The stemmer algorithm:
- BFS suffix stripper — breadth-first search over layered morphological rules (predicate, case, possessive, plural, derivational for nouns; person, tense, negation, voice for verbs), with vowel harmony validation
- Penalty scoring — candidates scored by syllable count, suffix weakness, derivational depth, and lexicon hits
- Lexicon — 21,863 POS-tagged stems from Apertium-kaz for overstemming protection
- Stem repair — consonant mutation reversal (б→п, г→к, ғ→қ), vowel elision restoration, lexicon-based vowel append
CLI
The kazsearch CLI works standalone without PostgreSQL:
cargo build -p kazsearch-cli --release
# Stem a word
kazsearch stem алмаларымыздағы
# алмаларымыздағы алма
# Morphological analysis
kazsearch analyze мектептеріміздегі
# Benchmark
kazsearch bench wordlist.txt
# Validate lexicon
kazsearch lexicon validate data/tsearch_data/kaz_stems.dict
Development
PostgreSQL
just up # Start PG container
just build # Build + install extension
just reload # DROP + CREATE extension
just test-core # Core Rust unit tests
just test-ext # Smoke test via SQL
just cli # Build CLI
Elasticsearch
just es-native # Build Rust cdylib for ES plugin
just es-build # Build plugin ZIP (Gradle)
just es-up # Start ES container with plugin
just es-load-corpus # Index 3000 articles
just es-eval # Run search quality evaluation
just es-down # Stop ES container
Contributing
- Fork the repo and create a feature branch
- Make your changes — stemmer logic lives in
core/src/, extension glue inpg_ext/src/lib.rs - Run
cargo test -p kazsearch-core --test stem_teststo verify stemmer correctness - Run
just up && just reload && just test-extto verify the extension works end-to-end - Open a PR
Key things to know:
- Penalty weights in
core/src/explore.rsare empirically tuned via CMA-ES — changing one can affect many test cases - Layer guards encode real morphotactic constraints, not heuristics
- Vowel harmony (back/front) is mandatory for suffix validation
References
- Krippes, K.A. (1993).
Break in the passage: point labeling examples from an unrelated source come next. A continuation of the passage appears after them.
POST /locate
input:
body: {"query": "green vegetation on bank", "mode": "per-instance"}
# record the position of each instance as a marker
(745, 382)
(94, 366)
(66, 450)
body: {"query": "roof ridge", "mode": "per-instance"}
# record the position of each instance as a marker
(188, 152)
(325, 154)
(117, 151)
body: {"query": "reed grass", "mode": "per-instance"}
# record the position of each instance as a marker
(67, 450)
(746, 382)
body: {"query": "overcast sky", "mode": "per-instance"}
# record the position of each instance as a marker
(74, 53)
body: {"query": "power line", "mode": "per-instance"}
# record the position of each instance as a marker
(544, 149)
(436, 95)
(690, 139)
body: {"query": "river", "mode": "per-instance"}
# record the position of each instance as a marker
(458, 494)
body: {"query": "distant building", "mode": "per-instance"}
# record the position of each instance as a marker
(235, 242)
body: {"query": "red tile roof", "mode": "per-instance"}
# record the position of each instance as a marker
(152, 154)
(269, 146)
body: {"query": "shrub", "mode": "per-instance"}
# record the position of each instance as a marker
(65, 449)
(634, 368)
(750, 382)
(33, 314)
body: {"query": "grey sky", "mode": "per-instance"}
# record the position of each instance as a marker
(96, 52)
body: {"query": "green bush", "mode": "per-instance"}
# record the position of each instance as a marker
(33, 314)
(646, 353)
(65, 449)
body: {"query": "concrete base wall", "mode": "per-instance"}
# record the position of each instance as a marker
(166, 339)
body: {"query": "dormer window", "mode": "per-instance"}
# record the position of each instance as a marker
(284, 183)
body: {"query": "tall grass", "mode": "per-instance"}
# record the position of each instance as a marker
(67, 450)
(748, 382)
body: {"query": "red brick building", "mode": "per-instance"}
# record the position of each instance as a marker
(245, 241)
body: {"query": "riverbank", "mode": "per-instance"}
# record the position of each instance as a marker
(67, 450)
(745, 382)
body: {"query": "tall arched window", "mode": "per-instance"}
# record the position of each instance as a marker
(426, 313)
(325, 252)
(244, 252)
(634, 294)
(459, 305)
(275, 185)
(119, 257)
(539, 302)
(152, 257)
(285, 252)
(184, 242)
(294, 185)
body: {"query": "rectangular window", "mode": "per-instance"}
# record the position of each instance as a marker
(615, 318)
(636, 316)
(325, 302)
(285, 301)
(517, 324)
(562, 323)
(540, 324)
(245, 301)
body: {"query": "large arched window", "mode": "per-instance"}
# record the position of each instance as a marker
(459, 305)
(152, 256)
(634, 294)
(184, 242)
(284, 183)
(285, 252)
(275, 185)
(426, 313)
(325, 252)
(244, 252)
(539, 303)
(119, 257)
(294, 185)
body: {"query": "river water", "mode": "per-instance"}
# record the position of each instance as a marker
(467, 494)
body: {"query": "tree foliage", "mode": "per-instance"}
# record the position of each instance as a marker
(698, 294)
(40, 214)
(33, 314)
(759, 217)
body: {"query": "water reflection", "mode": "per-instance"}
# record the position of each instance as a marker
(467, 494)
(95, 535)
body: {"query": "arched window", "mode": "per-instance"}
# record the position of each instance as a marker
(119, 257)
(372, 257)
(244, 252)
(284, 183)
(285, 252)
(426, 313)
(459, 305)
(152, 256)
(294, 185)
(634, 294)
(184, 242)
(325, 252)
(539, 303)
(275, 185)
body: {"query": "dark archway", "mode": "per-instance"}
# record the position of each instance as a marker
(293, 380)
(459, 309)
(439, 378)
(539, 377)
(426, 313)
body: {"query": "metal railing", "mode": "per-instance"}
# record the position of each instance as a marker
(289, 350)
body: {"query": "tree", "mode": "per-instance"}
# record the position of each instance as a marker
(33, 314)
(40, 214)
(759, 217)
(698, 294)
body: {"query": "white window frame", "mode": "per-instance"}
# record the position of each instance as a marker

Kazakh (Qazaq-) Grammatical Sketch with Affix List. ERIC.
- Washington, J., Salimzyanov, I., Tyers, F. (2014). Finite-state morphological transducers for three Kypchak languages. LREC.
- Makhambetov, O. et al. (2015). Data-driven morphological analysis and disambiguation for Kazakh. CICLing.
License
- Code: LGPL-3.0
- Lexicon data derived from Apertium-kaz (GPL-3.0).